Rep. Keith Wheeler, R-Oswego, co-chair of the Joint Committee on Administrative Rules, speaks with reporters after the panel voted to suspend COVID-19 mitigations in public schools. (Capitol News Illinois photo by Peter Hancock)

JCAR is a 12-member committee divided evenly between the House and Senate, and between Democrats and Republicans. It is authorized to review agency rulemakings to determine whether they are consistent with state law and legislative intent. At least eight votes are required to block an agency rule from taking effect.

Sen. Sue Rezin, R-Morris, offered the motion to block the latest rules, which stated in part that IDPH “has not taken steps to make this rule known to the parties directly affected by it,” and that it was unclear whether the rules would apply statewide or only to those districts that are not parties in the lawsuit.

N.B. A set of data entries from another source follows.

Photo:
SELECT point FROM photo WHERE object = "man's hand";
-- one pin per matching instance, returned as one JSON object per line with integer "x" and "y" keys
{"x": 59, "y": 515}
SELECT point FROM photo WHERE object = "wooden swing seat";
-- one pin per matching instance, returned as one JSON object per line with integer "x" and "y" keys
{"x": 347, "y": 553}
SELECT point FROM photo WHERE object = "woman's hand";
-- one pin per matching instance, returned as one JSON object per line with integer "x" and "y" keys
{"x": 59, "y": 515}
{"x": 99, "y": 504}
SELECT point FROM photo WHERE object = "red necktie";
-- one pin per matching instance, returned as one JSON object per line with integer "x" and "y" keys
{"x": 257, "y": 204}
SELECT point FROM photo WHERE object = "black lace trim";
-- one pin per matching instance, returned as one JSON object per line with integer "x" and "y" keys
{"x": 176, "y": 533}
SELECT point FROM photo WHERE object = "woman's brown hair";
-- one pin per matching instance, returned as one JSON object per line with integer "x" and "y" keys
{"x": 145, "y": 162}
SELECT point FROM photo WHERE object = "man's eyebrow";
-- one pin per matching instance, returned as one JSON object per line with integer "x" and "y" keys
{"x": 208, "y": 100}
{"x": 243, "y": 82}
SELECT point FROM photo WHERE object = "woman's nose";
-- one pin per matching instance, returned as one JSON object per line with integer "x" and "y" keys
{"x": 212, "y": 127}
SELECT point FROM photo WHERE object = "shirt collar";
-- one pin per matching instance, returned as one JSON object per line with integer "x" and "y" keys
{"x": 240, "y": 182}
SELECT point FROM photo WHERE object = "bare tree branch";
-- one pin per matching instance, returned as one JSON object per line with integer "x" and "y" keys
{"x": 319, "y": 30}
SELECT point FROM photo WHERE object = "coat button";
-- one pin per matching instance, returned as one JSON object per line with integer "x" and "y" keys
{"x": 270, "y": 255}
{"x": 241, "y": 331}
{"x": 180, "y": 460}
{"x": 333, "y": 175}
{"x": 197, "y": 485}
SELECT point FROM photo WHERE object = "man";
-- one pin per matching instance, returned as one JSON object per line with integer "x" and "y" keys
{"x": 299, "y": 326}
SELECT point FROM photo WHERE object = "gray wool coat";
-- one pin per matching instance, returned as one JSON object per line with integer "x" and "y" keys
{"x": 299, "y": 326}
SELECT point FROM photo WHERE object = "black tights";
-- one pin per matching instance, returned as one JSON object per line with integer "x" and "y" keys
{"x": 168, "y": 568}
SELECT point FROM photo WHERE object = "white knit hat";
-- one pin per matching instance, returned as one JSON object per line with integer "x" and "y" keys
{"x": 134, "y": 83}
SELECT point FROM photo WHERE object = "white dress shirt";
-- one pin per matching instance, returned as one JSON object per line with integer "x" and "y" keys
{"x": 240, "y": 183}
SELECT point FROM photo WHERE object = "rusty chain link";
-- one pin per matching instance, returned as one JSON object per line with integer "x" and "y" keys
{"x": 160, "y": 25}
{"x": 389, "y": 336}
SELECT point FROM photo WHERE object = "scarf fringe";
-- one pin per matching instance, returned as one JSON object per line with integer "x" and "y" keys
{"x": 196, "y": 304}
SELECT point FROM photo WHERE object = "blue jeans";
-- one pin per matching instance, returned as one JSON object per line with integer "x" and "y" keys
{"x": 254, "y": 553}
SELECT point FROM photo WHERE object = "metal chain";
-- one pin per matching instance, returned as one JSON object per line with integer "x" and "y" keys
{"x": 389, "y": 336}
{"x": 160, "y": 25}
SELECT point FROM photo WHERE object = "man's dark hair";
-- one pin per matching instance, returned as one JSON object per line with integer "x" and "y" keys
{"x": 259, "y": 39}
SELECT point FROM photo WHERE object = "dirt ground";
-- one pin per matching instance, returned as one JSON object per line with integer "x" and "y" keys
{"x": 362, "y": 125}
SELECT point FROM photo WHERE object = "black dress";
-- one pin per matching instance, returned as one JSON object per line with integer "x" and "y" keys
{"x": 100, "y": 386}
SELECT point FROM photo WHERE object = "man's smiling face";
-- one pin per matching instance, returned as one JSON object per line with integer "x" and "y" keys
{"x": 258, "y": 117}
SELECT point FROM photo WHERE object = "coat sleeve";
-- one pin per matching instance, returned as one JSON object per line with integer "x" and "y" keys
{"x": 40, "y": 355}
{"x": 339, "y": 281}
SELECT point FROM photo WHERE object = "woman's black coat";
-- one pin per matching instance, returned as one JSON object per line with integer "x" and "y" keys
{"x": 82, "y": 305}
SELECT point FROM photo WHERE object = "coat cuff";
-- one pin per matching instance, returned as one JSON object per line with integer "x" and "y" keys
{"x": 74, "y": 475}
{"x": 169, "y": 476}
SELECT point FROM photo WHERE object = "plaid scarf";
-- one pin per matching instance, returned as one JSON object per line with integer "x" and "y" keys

“We’re currently in a situation where the TRO says this rule is not enforceable,” Rep. Michael Halpin, D-Rock Island, said in voting for the motion to suspend the rule. “It’s possible, if not probable, that this might change on appeal, but as we now sit here, for that reason, I’ll vote yes.”

During discussion on the rules, Rep. Keith Wheeler, R-Oswego, a co-chair of the committee, asked IDPH whether it would have been better, given the pending court case, for the agency to have issued “guidance” rather than formal rules.

“I’ve appeared before this body numerous times and heard a lot of lectures about departments issuing guidance that looks like rulemaking,” IDPH chief of staff Justin DeWitt said. “That’s really the effort here, is to not be creating rules by issuing guidance or something else.”

The vote by JCAR means that, for the time being, there is no state mandate on mitigation measures for public or private K-12 schools.

Gov. J.B. Pritzker’s administration, however, continues to encourage masking in schools.

“The administration understands that members of the Joint Committee on Administrative Rules are awaiting a ruling from the appellate court on this issue,” Pritzker’s press secretary Jordan Abudayyeh said in an email statement.